By the time I reached manhood and embraced a military career, the significance changed yet again. The faces I remembered on the Memorial Day of my youth were of old men. By the time I was a 26-year-old infantry captain, the faces of those I memorialized were of my own generation. My view of Memorial Day became not a yellowed vision of old veterans gathering to remember, but of still youthful friends now gone.
Now, I'm an economics professor in early middle age, and my memory and view have changed again. When I consider the sacrifice of war, it is no longer the experience of loss on the battlefield, but in the forfeit of what comes after. The cost of war is not death on the battlefield but rather of the surrender of the days that come after.
On this last weekend in May, we will memorialize men and women newly gone from us. For many of us, part of the tribute will involve ritual, the playing of taps, and a reading of names. There also will be some lamentable politics. All wars yield less good than anyone expects, no matter how purposeful the original cause. When we remember the sacrifice of war, we should put in context what those who died gave up as they pursued something they hoped would be greater than themselves.
A young soldier killed in battle has given up about 20,000 days of life. This is 20,000 sunrises and sunsets and 60,000 meals with friends and families. Those who died did not live to earn the roughly $1.2 million an average American would earn over a lifetime. Most will have given up holding their newborn children, watching those children's first steps and seeing them off to school. They also will have missed the tough times that add sweetness to the happy moments.
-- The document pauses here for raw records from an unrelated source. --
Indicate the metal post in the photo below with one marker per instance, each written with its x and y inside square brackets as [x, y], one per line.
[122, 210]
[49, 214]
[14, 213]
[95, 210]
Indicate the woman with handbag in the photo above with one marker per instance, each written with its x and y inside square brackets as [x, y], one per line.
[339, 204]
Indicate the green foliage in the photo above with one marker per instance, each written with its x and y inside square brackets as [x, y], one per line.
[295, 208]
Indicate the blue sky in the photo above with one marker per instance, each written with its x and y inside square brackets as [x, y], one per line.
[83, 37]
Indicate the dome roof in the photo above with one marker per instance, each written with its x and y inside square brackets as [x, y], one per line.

The ripples of sorrow are long for families, and the loss of youthful vigor damaging to our economy in its broadest sense. Indiana lost some 12,000 men in World War II. The grandchildren they did not have would be enough to fill the entire student bodies of Ball State, Indiana and Purdue universities.
On this Memorial Day, it is well to remember those who died. But it also might be useful to savor those things they traded for our futures.